Wie funktionieren Placements bei Meta Ads?
Meta bündelt seine Werbeflächen über Facebook, Instagram, Messenger und das Audience Network in ein gemeinsames Auktionssystem. Beim Erstellen einer Anzeigengruppe legen Sie fest, ob die Anzeige auf allen verfügbaren Placements laufen darf (Advantage+ Placements) oder nur auf manuell ausgewählten Positionen wie dem Instagram-Feed oder Stories.

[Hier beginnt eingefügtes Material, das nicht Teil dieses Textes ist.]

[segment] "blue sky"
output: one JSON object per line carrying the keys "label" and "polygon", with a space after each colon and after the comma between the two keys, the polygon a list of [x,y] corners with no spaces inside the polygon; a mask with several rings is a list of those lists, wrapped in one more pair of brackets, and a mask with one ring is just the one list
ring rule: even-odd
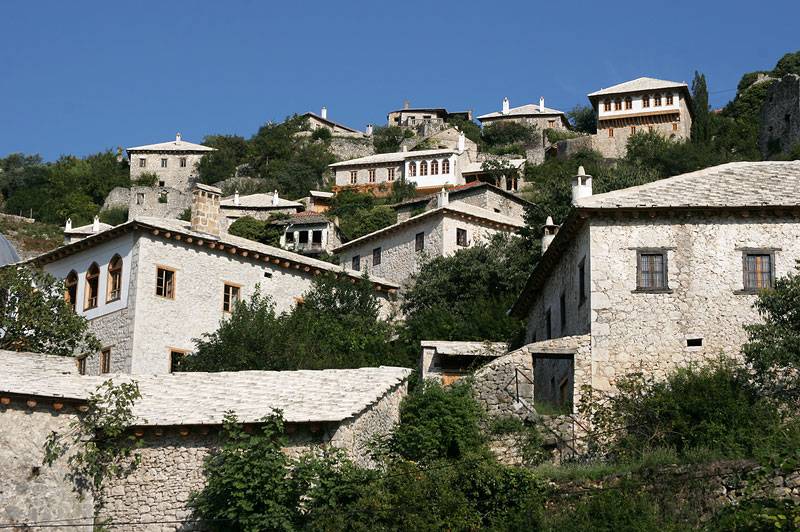
{"label": "blue sky", "polygon": [[252,135],[328,107],[568,110],[639,76],[706,74],[711,103],[800,49],[800,2],[228,0],[0,4],[0,156],[86,155],[180,131]]}

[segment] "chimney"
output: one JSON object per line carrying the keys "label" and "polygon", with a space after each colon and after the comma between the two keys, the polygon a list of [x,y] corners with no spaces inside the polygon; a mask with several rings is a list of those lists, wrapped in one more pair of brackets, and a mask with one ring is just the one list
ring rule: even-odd
{"label": "chimney", "polygon": [[219,237],[219,198],[217,187],[198,183],[192,191],[192,231]]}
{"label": "chimney", "polygon": [[544,223],[542,229],[544,229],[544,234],[542,235],[542,254],[544,254],[558,233],[558,226],[553,223],[552,216],[547,217],[547,221]]}
{"label": "chimney", "polygon": [[442,190],[436,195],[436,206],[437,207],[444,207],[450,203],[450,193],[447,192],[447,189],[442,187]]}
{"label": "chimney", "polygon": [[592,195],[592,176],[587,175],[583,166],[578,167],[578,175],[572,178],[572,203]]}

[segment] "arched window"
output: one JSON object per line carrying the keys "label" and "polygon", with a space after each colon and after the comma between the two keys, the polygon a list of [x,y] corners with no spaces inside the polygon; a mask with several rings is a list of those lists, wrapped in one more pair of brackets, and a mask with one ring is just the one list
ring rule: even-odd
{"label": "arched window", "polygon": [[97,292],[100,286],[100,267],[96,262],[93,262],[89,269],[86,270],[86,287],[84,291],[83,310],[97,308]]}
{"label": "arched window", "polygon": [[122,257],[114,255],[108,263],[108,286],[106,288],[106,303],[122,297]]}
{"label": "arched window", "polygon": [[75,310],[75,300],[78,299],[78,274],[75,270],[69,272],[69,275],[67,275],[67,278],[64,280],[64,286],[66,288],[64,300],[72,310]]}

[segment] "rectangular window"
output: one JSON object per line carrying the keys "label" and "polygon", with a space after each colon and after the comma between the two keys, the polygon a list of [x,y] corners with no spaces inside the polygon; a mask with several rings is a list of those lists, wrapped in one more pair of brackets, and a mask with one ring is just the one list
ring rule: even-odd
{"label": "rectangular window", "polygon": [[111,348],[106,347],[100,351],[100,373],[109,373],[111,371]]}
{"label": "rectangular window", "polygon": [[744,254],[744,289],[756,292],[773,287],[772,253],[745,252]]}
{"label": "rectangular window", "polygon": [[457,228],[456,229],[456,244],[461,246],[462,248],[467,247],[467,230]]}
{"label": "rectangular window", "polygon": [[225,283],[222,291],[222,312],[233,312],[241,298],[241,288],[235,284]]}
{"label": "rectangular window", "polygon": [[637,290],[667,290],[667,253],[639,251]]}
{"label": "rectangular window", "polygon": [[156,269],[156,295],[175,299],[175,270],[161,267]]}

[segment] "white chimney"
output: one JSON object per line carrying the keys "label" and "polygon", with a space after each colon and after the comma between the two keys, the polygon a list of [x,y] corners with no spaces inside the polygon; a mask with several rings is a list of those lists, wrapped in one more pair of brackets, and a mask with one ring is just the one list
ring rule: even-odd
{"label": "white chimney", "polygon": [[544,254],[558,233],[558,226],[553,223],[552,216],[547,217],[547,221],[544,222],[542,229],[544,229],[544,234],[542,235],[542,253]]}
{"label": "white chimney", "polygon": [[583,166],[578,167],[578,175],[572,178],[572,203],[592,195],[592,176],[587,175]]}

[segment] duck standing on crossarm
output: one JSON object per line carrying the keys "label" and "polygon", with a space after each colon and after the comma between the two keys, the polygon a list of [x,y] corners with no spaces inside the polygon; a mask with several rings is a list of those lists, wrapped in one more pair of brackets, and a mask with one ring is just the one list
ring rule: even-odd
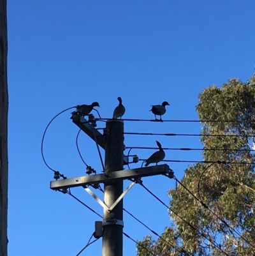
{"label": "duck standing on crossarm", "polygon": [[162,149],[161,144],[157,140],[156,142],[159,150],[154,152],[147,160],[145,160],[145,166],[148,166],[150,163],[156,163],[156,165],[157,165],[157,163],[163,160],[166,156],[166,154]]}
{"label": "duck standing on crossarm", "polygon": [[[75,114],[75,112],[78,112],[80,116],[89,116],[89,113],[92,110],[94,107],[99,107],[99,104],[98,102],[93,102],[91,105],[86,105],[83,104],[80,105],[78,105],[76,107],[76,110],[75,111],[72,112],[71,114]],[[72,119],[72,117],[71,117]]]}
{"label": "duck standing on crossarm", "polygon": [[125,107],[122,105],[122,100],[120,97],[117,98],[119,100],[119,105],[116,107],[113,111],[113,119],[117,119],[118,117],[121,117],[125,114]]}
{"label": "duck standing on crossarm", "polygon": [[168,102],[163,102],[162,105],[152,105],[152,109],[150,109],[150,111],[151,111],[155,116],[155,119],[156,120],[157,117],[156,116],[160,116],[160,121],[163,122],[161,116],[163,116],[164,114],[166,113],[166,106],[170,106],[170,104]]}

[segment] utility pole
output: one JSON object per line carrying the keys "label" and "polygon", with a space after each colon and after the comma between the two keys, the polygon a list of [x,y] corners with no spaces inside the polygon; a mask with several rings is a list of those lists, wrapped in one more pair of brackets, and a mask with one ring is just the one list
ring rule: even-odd
{"label": "utility pole", "polygon": [[[124,123],[121,120],[108,120],[105,137],[105,174],[123,169]],[[123,192],[123,180],[105,183],[104,202],[109,207]],[[123,199],[112,211],[104,209],[103,220],[103,256],[122,256]]]}
{"label": "utility pole", "polygon": [[[78,109],[78,108],[77,108]],[[98,146],[105,150],[105,170],[101,174],[69,179],[58,179],[50,182],[54,190],[66,190],[69,188],[82,186],[103,207],[103,222],[96,222],[95,237],[103,237],[103,256],[122,256],[123,255],[123,197],[136,184],[136,181],[143,177],[166,175],[173,177],[173,172],[168,165],[159,165],[133,169],[123,169],[129,163],[129,159],[124,154],[124,123],[121,119],[109,119],[106,122],[103,135],[95,127],[96,121],[92,115],[88,121],[80,116],[79,112],[72,116],[73,122],[89,137],[95,140]],[[137,163],[137,162],[134,162]],[[129,162],[130,163],[130,162]],[[91,170],[91,167],[88,167]],[[123,180],[132,181],[123,192]],[[98,188],[104,184],[103,202],[91,191],[89,186]]]}

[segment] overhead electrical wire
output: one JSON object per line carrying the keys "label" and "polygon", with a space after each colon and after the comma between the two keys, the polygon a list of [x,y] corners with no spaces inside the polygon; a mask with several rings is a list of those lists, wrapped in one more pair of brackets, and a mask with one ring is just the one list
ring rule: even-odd
{"label": "overhead electrical wire", "polygon": [[159,133],[151,132],[125,132],[123,134],[131,135],[157,135],[157,136],[189,136],[189,137],[255,137],[254,135],[236,135],[236,134],[196,134],[196,133]]}
{"label": "overhead electrical wire", "polygon": [[[139,159],[138,161],[145,161],[146,159]],[[232,165],[255,165],[255,163],[248,163],[246,162],[225,162],[225,161],[194,161],[194,160],[162,160],[161,162],[170,162],[170,163],[224,163],[224,164],[232,164]]]}
{"label": "overhead electrical wire", "polygon": [[[110,118],[96,118],[96,120],[110,120],[112,119]],[[140,122],[156,122],[156,123],[164,123],[164,122],[172,122],[172,123],[254,123],[255,120],[159,120],[159,119],[131,119],[131,118],[124,118],[122,121],[140,121]]]}
{"label": "overhead electrical wire", "polygon": [[[166,176],[168,177],[167,176]],[[244,240],[246,243],[247,243],[249,245],[250,245],[252,247],[253,247],[255,249],[255,246],[254,246],[252,244],[251,244],[247,239],[246,239],[246,238],[244,237],[244,236],[242,236],[242,234],[239,233],[239,232],[237,231],[235,229],[233,229],[232,227],[231,227],[225,220],[222,219],[216,213],[215,213],[213,211],[212,211],[206,204],[205,204],[201,200],[198,199],[198,198],[195,195],[194,195],[194,193],[193,192],[191,192],[185,185],[184,185],[175,176],[173,176],[173,177],[185,190],[186,190],[205,209],[207,209],[213,215],[214,215],[216,218],[217,218],[219,220],[220,220],[226,227],[228,227],[229,229],[230,229],[233,232],[234,232],[235,234],[237,234],[240,238],[242,238],[243,240]]]}
{"label": "overhead electrical wire", "polygon": [[89,165],[88,165],[86,163],[86,162],[84,161],[84,158],[82,157],[82,154],[80,153],[80,148],[79,148],[79,145],[78,145],[78,138],[79,137],[79,135],[80,135],[80,131],[81,131],[81,130],[82,130],[82,129],[80,129],[80,130],[79,130],[79,131],[78,132],[77,135],[76,135],[76,147],[77,148],[77,151],[78,151],[78,153],[79,156],[80,156],[80,159],[81,159],[82,161],[84,162],[84,163],[85,164],[85,165],[86,165],[86,167],[88,167]]}
{"label": "overhead electrical wire", "polygon": [[154,235],[157,236],[159,238],[161,238],[162,240],[163,240],[164,242],[166,242],[168,245],[170,245],[171,247],[175,249],[177,252],[178,252],[180,253],[183,254],[184,256],[187,256],[187,253],[188,253],[189,255],[191,256],[191,254],[187,253],[187,252],[186,253],[184,253],[181,252],[179,249],[178,249],[177,247],[171,244],[170,242],[166,241],[164,238],[163,238],[161,236],[159,235],[156,232],[153,230],[152,229],[150,229],[146,224],[145,224],[143,222],[142,222],[141,220],[138,220],[136,217],[135,217],[132,213],[129,212],[127,210],[126,210],[125,208],[123,208],[123,211],[126,211],[127,214],[129,214],[132,218],[133,218],[135,220],[136,220],[137,222],[138,222],[140,223],[141,223],[143,226],[145,227],[147,229],[149,229],[151,232],[152,232]]}
{"label": "overhead electrical wire", "polygon": [[[45,160],[45,157],[44,157],[44,154],[43,154],[43,142],[44,142],[44,139],[45,139],[45,137],[46,132],[47,131],[48,128],[48,126],[50,126],[50,124],[52,123],[52,121],[53,121],[57,117],[58,117],[58,116],[59,116],[59,115],[61,115],[62,113],[64,113],[64,112],[68,111],[68,110],[69,110],[69,109],[74,109],[74,108],[75,108],[75,107],[69,107],[69,108],[68,108],[68,109],[65,109],[65,110],[64,110],[60,112],[59,114],[57,114],[50,121],[50,122],[48,123],[48,124],[47,124],[47,126],[46,126],[46,128],[45,128],[45,131],[44,131],[44,132],[43,132],[43,137],[42,137],[42,139],[41,139],[41,156],[42,156],[42,158],[43,158],[44,163],[46,165],[46,166],[47,166],[50,170],[52,170],[52,171],[54,172],[57,172],[57,170],[54,170],[54,169],[51,168],[51,167],[48,165],[48,163],[47,163],[47,162],[46,162],[46,160]],[[62,174],[60,174],[60,176],[62,177]]]}
{"label": "overhead electrical wire", "polygon": [[[158,149],[156,147],[127,147],[125,149]],[[208,149],[208,148],[191,148],[191,147],[163,147],[163,150],[180,150],[180,151],[255,151],[255,149]],[[128,156],[128,154],[127,154]]]}
{"label": "overhead electrical wire", "polygon": [[198,230],[198,229],[196,229],[195,227],[194,227],[192,224],[191,224],[189,222],[188,222],[187,220],[186,220],[184,218],[180,216],[177,213],[175,212],[175,211],[173,211],[173,209],[168,206],[161,199],[160,199],[158,197],[157,197],[154,193],[152,193],[149,188],[147,188],[142,183],[139,183],[140,184],[146,191],[147,191],[150,195],[152,195],[154,198],[156,198],[159,202],[160,202],[163,206],[164,206],[168,210],[171,211],[174,215],[177,216],[178,218],[180,218],[183,222],[184,222],[187,225],[188,225],[190,227],[191,227],[193,229],[198,232],[198,234],[199,234],[200,236],[203,236],[204,238],[205,238],[207,240],[208,240],[210,243],[211,243],[212,245],[213,245],[215,248],[217,248],[218,250],[221,251],[223,253],[224,253],[227,256],[230,256],[228,253],[224,252],[223,250],[221,249],[221,246],[219,246],[217,243],[214,243],[213,241],[208,238],[206,236],[205,236],[203,233],[199,232]]}
{"label": "overhead electrical wire", "polygon": [[[99,217],[101,217],[101,218],[103,218],[103,216],[100,215],[98,213],[97,213],[96,211],[93,210],[92,208],[91,208],[89,206],[87,206],[86,204],[84,203],[82,200],[80,200],[79,199],[78,199],[76,197],[75,197],[75,195],[73,195],[70,191],[68,191],[67,193],[69,195],[71,195],[72,197],[73,197],[75,200],[76,200],[78,202],[79,202],[80,204],[82,204],[84,206],[86,207],[87,208],[88,208],[90,211],[91,211],[92,213],[94,213],[94,214],[97,215],[98,216],[99,216]],[[135,242],[136,245],[139,245],[140,247],[143,248],[145,250],[146,250],[148,252],[149,252],[150,253],[151,253],[152,255],[154,256],[157,256],[155,254],[154,254],[151,251],[150,251],[149,249],[147,249],[146,247],[139,245],[138,243],[137,243],[135,239],[133,239],[132,237],[131,237],[129,236],[128,236],[126,233],[123,232],[123,234],[124,236],[126,236],[127,238],[130,239],[131,240],[132,240],[133,242]],[[97,240],[97,239],[96,239]],[[96,241],[94,241],[94,242]],[[94,241],[93,241],[94,243]],[[92,243],[92,242],[91,242]],[[76,255],[77,256],[77,255]]]}

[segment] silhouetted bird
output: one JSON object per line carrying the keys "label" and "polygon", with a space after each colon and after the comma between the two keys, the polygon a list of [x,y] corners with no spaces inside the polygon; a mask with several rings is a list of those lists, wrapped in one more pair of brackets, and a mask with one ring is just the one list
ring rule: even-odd
{"label": "silhouetted bird", "polygon": [[157,163],[164,160],[164,156],[166,156],[164,151],[162,149],[161,144],[157,140],[156,142],[157,142],[159,150],[154,153],[147,160],[145,160],[145,166],[148,166],[150,163],[156,163],[156,165],[157,165]]}
{"label": "silhouetted bird", "polygon": [[[72,112],[71,114],[79,112],[81,116],[89,116],[89,114],[92,111],[94,107],[99,107],[98,102],[93,102],[91,105],[83,104],[77,106],[76,110]],[[72,117],[71,117],[71,119],[72,119]]]}
{"label": "silhouetted bird", "polygon": [[163,116],[166,112],[166,106],[170,106],[170,104],[168,102],[164,102],[162,105],[155,105],[152,106],[151,111],[155,116],[155,119],[156,120],[157,117],[156,116],[160,116],[160,121],[163,121],[161,118],[161,116]]}
{"label": "silhouetted bird", "polygon": [[125,107],[122,105],[122,100],[121,99],[120,97],[118,97],[117,98],[119,100],[119,105],[117,107],[116,107],[115,109],[113,111],[113,119],[117,119],[118,117],[120,117],[124,114],[126,109]]}

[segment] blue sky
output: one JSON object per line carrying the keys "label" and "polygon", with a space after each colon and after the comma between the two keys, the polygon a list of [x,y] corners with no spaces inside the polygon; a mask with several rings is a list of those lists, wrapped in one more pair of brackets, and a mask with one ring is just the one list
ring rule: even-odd
{"label": "blue sky", "polygon": [[[164,118],[197,119],[198,94],[204,88],[251,77],[254,10],[252,0],[9,1],[9,255],[75,256],[100,220],[68,195],[49,188],[53,173],[43,162],[40,144],[51,118],[94,101],[101,116],[111,117],[120,96],[126,118],[153,118],[150,105],[166,100],[171,105]],[[70,112],[52,123],[44,146],[48,164],[68,177],[85,171]],[[201,131],[198,123],[126,122],[124,127],[137,132]],[[165,147],[201,147],[199,138],[191,137],[126,135],[125,144],[154,147],[156,140]],[[80,134],[79,144],[85,161],[100,172],[94,142]],[[132,153],[146,158],[153,151]],[[201,160],[201,152],[168,151],[166,159]],[[188,166],[170,165],[179,179]],[[169,202],[173,180],[154,176],[143,182]],[[103,213],[82,188],[73,193]],[[124,198],[124,207],[159,234],[170,223],[167,210],[138,185]],[[124,230],[135,239],[150,233],[126,214]],[[82,255],[101,251],[99,239]],[[124,255],[135,255],[135,244],[124,237]]]}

Jedes Placement hat eigene technische Anforderungen: Der Feed bevorzugt quadratische oder 4:5-Formate, Stories und Reels benötigen vertikale 9:16-Videos, das Audience Network spielt Anzeigen in Drittanbieter-Apps aus. Meta passt Creatives automatisch an, empfiehlt aber, für zentrale Placements eigene Formate zu hinterlegen, damit Bildausschnitte und Texte nicht abgeschnitten werden.
Warum ist die Placement-Wahl wichtig?
Placements unterscheiden sich deutlich in Preis, Aufmerksamkeit und Nutzerverhalten. Story- und Reels-Placements sind oft günstiger im Tausend-Kontakt-Preis, erzeugen aber flüchtigere Kontakte; der klassische Feed liefert häufig mehr Klicks auf weiterführende Inhalte. Die automatische Platzierung nutzt diese Preisunterschiede und senkt in vielen Fällen die Kosten pro Ergebnis.
Manuelle Placements sind dann sinnvoll, wenn das Umfeld zur Marke passen muss. Eine Kanzlei, die seriös auftreten will, schließt beispielsweise das Audience Network aus, weil dort die Kontrolle über das App-Umfeld geringer ist.
Placements in der Praxis
Ein bewährtes Vorgehen: mit automatischen Placements starten, nach einigen Wochen die Aufschlüsselung nach Placement im Werbeanzeigenmanager prüfen und Positionen mit schwacher Leistung gezielt ausschließen. Wichtig ist, pro Ausrichtung genügend Daten zu sammeln, bevor Sie Placements abschalten — sonst optimieren Sie auf Zufallsschwankungen.
Für jedes aktiv genutzte Placement sollte ein passendes Creative vorliegen: vertikale Videos für Stories und Reels, klare Bildsprache mit wenig Text für den Feed. Wer nur ein Querformat hochlädt, verschenkt auf mobilen Placements Wirkung.